Let's look at a few examples. Let $\Gamma$ be the graph given by one vertex $v$ and one loop edge $e$ going from $v$ to $v$. If $|\Gamma|$ is the realization of $\Gamma$ on $S$ such that the edge doesn't cross itself (so it's just a circle with a point on it that represents $v$), then $|\Gamma|$ is filling because $S\setminus |\Gamma|$ is a union of two open discs, the "internal" disc and the "big" outer disc.
However, if we take $S$ to be a genus 1 torus and $|\Gamma|$ to be the same realization on $S$ as above, then $|\Gamma|$ is not filling because now the "big" outer component of $S\setminus |\Gamma|$ is no longer homeomorphic to a disk. In fact, there is no way to realize $\Gamma$ on a torus such that $|\Gamma|$ is filling (this follows from the Euler-Poincare formula).

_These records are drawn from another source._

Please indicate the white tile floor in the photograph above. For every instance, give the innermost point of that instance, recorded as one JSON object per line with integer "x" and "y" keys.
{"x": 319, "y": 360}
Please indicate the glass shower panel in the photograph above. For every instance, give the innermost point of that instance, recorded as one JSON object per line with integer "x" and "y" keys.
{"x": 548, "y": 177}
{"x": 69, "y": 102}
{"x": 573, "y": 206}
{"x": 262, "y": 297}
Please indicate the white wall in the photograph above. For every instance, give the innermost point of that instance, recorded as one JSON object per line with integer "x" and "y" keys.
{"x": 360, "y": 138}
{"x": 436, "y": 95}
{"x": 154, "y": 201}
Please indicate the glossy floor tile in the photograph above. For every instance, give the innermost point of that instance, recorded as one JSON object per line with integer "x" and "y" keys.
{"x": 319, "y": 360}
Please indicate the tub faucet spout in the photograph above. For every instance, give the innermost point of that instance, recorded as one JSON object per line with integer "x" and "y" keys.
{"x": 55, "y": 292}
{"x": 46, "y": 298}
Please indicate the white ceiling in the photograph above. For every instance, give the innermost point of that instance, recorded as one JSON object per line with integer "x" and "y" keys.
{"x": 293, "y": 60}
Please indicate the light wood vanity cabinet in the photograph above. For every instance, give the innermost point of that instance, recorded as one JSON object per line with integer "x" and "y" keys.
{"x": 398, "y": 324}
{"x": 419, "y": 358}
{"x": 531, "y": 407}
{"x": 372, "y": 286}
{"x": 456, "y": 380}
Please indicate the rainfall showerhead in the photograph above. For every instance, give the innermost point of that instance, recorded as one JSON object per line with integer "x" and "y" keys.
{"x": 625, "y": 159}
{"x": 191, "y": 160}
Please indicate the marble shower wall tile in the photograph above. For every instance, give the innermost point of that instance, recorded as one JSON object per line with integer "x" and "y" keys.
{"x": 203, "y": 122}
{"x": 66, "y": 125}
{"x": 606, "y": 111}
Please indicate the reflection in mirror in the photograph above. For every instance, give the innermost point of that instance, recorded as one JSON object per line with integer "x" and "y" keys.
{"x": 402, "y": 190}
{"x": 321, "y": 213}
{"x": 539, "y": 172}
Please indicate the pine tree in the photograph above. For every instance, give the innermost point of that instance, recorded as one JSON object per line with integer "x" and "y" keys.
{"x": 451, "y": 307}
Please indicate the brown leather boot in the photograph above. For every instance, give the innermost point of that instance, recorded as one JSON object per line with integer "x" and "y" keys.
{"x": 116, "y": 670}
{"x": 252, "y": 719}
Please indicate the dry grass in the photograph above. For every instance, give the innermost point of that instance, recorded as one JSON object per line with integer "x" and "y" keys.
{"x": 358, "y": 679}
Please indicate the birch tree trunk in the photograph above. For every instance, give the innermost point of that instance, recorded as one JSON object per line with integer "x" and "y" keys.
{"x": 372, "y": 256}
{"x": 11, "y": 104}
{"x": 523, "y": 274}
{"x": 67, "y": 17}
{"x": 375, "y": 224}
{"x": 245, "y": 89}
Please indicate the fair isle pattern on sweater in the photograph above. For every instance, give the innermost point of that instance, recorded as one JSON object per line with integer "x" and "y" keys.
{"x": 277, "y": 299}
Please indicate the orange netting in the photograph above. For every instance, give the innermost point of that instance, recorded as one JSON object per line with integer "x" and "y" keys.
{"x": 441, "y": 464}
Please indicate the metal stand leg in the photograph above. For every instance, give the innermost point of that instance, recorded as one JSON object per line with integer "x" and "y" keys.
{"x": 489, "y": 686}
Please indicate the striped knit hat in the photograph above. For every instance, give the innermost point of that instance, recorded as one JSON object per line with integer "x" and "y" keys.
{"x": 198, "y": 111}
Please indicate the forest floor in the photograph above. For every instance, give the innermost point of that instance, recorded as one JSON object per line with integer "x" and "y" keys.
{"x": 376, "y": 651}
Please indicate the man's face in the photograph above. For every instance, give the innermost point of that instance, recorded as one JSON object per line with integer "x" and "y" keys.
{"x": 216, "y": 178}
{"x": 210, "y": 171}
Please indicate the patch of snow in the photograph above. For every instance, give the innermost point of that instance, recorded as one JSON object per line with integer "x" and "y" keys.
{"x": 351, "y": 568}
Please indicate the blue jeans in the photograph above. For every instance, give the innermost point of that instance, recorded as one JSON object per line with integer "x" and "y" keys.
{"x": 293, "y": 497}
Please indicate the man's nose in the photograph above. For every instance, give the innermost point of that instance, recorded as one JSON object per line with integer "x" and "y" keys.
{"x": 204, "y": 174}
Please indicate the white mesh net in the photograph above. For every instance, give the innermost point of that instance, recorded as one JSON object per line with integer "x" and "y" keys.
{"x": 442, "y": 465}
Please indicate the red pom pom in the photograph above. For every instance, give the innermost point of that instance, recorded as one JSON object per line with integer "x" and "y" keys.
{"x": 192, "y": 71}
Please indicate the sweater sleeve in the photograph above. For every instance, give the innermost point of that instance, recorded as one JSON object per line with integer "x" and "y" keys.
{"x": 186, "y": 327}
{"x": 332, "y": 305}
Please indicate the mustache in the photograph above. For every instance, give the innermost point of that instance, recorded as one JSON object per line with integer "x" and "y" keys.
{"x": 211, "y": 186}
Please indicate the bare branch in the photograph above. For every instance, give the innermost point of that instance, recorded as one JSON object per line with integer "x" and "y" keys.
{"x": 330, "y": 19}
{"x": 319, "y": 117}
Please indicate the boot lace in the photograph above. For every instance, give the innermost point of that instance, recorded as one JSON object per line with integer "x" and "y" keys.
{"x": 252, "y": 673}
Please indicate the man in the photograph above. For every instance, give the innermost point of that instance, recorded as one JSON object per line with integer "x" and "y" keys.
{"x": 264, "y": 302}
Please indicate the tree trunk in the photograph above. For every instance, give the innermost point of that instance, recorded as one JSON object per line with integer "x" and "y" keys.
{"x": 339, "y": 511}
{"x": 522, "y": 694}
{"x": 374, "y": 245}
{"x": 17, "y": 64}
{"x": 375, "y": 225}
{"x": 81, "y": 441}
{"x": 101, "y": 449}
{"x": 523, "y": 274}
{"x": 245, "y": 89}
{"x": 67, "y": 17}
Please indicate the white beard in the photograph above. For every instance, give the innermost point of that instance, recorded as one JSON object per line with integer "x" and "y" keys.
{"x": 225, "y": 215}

Take now $\Gamma$ to be the graph with one vertex $v$ and two loop edges based at $v$. Let now $S$ be the sphere. Then $\Gamma$ has the realization $|\Gamma|$ which looks like $\infty$. This realization is filling because if we remove $\infty$ from the sphere we get 3 connected components, each homeomorphic to an open disc.
Let now $S$ be a genus 1 torus. Then the realization of $\Gamma$ as $\infty$ is not filling because there will be one connected component that is not homeomorphic to an open disc. The shaded part in the image below is not homeomorphic to an open disk, while the two unshaded parts are homeomorphic to an open disk.
However, $\Gamma$ has a different realization, call it $|\Gamma|_2$ on a genus 1 torus which is filling. This is the following realization:
To see why $S\setminus |\Gamma|_2$ is homeomorphic to an open disk, imagine cutting $S$ first along the vertical edge. You get a tube. Now cut the tube along the horizontal edge. It unravels into an open rectangle. And an open rectangle is clearly homeomorphic to an open disk.